A sin is the leaving of what Allah commanded, or the doing of what He forbade. The Qur'an separates sins into great and small (kabira and saghira), and the Prophet preserved this ranking so that the believer would not flatten serious wrongs into the same level as smaller ones. This sermon defines the concept of sin, sets out the definition of a major sin, lists the seven destructive sins named by the Prophet, and treats in depth the first and gravest of them — shirk, associating partners with Allah. The remaining six are taken up in the Major Sins Sermon (Part 2).

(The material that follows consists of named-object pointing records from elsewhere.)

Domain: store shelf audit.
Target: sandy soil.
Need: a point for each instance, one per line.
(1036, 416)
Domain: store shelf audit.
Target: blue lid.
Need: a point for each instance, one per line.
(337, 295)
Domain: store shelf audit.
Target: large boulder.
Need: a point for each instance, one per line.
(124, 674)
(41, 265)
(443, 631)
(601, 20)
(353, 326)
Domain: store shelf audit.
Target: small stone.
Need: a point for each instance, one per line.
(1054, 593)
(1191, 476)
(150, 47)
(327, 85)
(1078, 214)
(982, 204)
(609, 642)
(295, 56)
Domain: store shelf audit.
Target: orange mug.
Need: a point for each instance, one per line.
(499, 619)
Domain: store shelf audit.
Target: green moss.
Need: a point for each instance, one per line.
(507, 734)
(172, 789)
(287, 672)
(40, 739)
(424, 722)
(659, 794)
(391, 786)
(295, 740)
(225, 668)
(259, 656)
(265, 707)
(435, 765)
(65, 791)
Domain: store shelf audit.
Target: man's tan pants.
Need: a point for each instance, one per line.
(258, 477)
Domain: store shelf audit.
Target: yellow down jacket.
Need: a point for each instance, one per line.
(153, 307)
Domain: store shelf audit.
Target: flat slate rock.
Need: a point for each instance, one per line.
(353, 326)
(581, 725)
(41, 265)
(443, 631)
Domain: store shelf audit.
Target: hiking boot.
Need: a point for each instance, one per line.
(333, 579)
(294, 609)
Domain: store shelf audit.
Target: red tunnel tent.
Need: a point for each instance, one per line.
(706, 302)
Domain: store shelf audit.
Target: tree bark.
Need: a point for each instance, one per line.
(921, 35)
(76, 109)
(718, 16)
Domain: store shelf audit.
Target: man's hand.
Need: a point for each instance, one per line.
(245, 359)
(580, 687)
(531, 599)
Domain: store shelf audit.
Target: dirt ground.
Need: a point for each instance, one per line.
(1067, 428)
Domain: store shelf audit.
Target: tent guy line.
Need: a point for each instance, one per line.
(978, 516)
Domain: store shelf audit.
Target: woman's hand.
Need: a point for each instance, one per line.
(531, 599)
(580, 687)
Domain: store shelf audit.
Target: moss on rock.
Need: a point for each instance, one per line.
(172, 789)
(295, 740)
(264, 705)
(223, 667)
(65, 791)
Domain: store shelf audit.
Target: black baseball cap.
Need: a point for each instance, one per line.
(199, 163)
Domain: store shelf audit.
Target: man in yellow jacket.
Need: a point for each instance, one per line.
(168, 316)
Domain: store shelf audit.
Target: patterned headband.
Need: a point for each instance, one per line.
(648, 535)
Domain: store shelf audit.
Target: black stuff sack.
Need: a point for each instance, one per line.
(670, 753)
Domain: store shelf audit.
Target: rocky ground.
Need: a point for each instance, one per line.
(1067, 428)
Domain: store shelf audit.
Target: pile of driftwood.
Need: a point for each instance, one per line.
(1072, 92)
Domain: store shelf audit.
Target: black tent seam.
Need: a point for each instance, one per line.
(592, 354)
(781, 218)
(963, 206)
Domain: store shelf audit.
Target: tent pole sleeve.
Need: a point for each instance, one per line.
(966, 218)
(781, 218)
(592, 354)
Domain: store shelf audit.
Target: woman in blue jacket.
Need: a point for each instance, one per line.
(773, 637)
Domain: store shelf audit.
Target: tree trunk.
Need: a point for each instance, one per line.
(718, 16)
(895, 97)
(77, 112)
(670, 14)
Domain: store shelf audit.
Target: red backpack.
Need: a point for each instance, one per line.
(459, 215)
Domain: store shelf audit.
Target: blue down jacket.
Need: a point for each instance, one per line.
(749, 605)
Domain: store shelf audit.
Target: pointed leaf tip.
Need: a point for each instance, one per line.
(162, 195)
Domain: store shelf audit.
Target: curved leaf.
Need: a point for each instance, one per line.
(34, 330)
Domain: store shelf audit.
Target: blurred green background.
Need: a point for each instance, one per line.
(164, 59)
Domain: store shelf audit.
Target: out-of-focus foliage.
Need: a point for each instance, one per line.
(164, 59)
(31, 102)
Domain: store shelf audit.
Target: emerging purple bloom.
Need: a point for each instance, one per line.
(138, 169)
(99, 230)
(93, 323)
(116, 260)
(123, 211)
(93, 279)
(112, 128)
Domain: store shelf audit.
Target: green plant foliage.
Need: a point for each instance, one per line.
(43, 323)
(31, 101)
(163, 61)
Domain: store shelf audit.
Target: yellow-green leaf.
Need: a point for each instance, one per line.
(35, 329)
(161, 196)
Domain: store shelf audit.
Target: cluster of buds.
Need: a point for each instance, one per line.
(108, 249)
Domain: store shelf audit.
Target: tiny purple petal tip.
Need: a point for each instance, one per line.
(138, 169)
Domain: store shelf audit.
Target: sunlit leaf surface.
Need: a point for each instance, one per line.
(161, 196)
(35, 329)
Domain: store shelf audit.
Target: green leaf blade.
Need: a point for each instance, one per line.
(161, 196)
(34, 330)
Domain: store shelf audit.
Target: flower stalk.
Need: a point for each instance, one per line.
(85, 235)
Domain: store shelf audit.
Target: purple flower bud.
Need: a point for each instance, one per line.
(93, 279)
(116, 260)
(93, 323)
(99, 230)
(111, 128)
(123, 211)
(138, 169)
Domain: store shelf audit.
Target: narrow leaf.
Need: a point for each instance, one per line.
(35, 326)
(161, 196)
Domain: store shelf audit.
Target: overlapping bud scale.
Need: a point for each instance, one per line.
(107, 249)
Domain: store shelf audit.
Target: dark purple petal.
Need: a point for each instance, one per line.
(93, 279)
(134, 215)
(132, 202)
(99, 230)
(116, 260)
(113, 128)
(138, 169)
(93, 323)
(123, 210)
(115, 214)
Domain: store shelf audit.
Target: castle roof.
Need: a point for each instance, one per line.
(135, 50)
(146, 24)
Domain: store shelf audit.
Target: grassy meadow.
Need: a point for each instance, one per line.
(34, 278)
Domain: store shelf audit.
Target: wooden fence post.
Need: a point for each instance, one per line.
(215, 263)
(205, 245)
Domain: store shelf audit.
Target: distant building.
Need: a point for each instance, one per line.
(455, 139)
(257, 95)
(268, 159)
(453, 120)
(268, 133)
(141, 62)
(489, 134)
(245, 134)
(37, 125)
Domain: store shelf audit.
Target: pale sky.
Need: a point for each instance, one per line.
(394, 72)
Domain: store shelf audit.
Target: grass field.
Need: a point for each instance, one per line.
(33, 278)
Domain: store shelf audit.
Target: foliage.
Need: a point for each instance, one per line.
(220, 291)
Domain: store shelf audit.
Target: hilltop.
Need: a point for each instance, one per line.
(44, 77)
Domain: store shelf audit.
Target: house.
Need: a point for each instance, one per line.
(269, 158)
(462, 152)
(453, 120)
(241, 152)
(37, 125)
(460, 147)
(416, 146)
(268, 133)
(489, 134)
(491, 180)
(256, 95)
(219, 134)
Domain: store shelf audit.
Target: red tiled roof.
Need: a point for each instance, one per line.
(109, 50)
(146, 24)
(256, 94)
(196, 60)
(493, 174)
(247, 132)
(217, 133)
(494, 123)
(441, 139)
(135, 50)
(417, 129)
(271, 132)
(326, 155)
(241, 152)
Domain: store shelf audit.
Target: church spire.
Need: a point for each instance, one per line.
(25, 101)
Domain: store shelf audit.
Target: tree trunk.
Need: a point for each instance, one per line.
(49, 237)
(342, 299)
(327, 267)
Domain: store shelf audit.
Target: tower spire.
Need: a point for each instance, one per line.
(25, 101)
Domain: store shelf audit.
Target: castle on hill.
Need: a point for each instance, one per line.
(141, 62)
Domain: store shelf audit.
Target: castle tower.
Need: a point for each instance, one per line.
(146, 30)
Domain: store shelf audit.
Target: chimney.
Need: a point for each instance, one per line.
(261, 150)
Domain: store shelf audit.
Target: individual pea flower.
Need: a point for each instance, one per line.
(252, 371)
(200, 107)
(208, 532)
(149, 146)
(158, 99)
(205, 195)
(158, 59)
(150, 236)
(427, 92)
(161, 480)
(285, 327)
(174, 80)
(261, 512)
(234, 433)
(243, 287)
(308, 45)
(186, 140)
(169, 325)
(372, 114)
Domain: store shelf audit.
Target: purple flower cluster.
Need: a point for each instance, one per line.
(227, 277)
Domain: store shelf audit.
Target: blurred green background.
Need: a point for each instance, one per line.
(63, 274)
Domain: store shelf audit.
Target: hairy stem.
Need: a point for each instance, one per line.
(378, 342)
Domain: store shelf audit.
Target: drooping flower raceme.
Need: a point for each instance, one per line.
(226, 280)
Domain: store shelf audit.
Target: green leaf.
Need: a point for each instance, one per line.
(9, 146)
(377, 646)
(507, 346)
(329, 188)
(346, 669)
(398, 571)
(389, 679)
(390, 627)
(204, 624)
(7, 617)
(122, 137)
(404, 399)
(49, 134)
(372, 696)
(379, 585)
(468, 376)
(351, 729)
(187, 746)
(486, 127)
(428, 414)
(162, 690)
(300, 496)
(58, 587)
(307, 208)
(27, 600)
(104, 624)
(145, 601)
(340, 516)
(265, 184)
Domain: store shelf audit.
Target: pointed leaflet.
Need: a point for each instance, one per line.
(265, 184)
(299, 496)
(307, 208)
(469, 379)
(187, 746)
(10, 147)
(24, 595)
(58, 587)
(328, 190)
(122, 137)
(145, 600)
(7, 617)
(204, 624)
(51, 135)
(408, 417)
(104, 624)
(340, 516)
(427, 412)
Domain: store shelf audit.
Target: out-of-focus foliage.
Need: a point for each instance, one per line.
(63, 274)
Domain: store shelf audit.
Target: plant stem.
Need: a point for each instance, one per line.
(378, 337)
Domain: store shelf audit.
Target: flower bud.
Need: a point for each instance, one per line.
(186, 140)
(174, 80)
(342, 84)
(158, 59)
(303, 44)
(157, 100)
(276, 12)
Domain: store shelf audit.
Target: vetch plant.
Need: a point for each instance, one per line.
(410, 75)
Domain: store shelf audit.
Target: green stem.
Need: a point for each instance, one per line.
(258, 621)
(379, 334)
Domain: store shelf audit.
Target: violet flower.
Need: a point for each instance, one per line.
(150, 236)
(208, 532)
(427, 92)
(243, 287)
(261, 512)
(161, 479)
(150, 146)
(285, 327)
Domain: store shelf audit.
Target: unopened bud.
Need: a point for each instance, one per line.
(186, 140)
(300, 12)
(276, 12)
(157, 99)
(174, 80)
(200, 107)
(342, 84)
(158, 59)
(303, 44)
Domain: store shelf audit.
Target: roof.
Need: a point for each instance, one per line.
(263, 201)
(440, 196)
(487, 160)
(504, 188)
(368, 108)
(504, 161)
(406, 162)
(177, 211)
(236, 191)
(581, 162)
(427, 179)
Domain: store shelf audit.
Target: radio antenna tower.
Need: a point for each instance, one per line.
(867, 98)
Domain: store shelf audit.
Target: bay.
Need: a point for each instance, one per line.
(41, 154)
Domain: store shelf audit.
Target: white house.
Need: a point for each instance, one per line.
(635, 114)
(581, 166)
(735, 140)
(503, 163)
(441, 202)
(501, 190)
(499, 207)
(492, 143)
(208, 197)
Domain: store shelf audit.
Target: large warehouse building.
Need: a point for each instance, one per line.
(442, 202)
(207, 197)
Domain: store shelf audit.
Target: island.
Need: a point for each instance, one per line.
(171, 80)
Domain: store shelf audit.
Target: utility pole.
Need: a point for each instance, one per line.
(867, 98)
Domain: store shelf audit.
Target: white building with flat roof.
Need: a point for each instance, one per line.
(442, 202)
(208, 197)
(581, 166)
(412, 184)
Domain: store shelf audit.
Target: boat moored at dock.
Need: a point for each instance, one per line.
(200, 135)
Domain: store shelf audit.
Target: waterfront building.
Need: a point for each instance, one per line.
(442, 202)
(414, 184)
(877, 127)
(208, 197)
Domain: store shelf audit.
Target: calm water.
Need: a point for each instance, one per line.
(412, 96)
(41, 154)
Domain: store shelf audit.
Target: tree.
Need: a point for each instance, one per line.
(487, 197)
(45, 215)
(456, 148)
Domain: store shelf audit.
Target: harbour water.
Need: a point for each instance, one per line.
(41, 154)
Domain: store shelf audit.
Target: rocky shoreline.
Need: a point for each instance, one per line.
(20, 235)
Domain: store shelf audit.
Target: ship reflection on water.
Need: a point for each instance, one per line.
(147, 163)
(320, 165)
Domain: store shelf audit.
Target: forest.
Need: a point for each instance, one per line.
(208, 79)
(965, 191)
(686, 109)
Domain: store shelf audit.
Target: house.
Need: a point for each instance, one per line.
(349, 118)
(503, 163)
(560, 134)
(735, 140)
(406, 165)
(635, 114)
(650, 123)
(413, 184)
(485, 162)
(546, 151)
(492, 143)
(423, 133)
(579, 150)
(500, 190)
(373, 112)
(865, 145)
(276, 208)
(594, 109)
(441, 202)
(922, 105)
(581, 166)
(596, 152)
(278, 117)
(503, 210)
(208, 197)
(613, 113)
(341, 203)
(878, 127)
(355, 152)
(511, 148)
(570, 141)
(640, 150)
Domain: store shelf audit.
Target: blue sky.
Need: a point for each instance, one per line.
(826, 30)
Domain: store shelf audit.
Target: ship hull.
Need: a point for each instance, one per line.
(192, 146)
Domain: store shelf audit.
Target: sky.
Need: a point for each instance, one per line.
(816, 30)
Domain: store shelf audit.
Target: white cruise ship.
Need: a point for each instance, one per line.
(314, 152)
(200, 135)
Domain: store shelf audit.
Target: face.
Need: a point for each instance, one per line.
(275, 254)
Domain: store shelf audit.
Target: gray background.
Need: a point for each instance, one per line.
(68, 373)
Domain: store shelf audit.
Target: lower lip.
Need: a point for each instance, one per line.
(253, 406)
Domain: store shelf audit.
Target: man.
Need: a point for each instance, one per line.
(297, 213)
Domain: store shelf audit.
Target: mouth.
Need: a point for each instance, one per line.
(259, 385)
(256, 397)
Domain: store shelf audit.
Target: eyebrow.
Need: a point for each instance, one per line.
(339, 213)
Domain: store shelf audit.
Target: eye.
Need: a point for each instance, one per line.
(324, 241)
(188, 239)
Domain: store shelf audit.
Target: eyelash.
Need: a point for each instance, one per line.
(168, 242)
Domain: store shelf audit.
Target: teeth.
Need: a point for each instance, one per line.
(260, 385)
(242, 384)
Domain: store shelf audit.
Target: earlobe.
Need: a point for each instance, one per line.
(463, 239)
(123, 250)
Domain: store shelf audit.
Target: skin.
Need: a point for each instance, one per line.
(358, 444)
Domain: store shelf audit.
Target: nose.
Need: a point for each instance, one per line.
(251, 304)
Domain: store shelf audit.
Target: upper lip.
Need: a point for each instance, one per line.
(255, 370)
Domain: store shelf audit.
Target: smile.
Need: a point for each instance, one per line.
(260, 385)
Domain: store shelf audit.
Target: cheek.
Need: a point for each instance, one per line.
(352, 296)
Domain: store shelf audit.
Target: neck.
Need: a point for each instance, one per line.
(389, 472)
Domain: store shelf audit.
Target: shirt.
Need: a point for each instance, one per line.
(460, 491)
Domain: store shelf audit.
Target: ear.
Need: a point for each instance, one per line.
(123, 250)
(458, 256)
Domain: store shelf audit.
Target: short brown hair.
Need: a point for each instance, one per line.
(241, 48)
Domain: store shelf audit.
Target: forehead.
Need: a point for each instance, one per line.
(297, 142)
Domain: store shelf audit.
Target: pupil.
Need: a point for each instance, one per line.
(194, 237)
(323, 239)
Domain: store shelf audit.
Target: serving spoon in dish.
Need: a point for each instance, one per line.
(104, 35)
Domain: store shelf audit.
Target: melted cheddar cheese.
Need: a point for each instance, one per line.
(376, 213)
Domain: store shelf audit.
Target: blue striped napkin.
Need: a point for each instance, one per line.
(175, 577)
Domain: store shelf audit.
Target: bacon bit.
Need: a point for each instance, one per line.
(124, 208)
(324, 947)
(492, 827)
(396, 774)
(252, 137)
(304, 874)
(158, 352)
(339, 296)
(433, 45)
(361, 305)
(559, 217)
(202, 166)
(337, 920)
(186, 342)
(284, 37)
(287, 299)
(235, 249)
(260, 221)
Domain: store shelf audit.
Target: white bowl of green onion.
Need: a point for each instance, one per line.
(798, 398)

What Is a Sin, and Why Are Sins Ranked?
A sin is any speech or act that contradicts Allah's command — whether by neglecting what He ordered or by doing what He forbade. A mature, sane Muslim who skips the prayer commits a sin of the first kind; the one who takes a life unlawfully commits a sin of the second kind. Both are sins; not both are of the same weight.
The Qur'an does not treat all sins as equal. Surah An-Nisa says:
إِن تَجۡتَنِبُواْ كَبَآئِرَ مَا تُنۡهَوۡنَ عَنۡهُ نُكَفِّرۡ عَنكُمۡ سَيِّـَٔاتِكُمۡ وَنُدۡخِلۡكُم مُّدۡخَلࣰ ا كَرِيمࣰ ا
— Surah An-Nisa 4:31If you avoid the major sins that you are forbidden, We will pardon your lesser ones and admit you to a noble entrance.
The verse makes a clear theology of the moral life: avoidance of the great brings a covering of the small. A slap and a murder are not weighed on the same scale. As the classical jurist al-Ayni notes, the largeness and smallness of a sin is relative — a sin is small only by comparison to one that is larger.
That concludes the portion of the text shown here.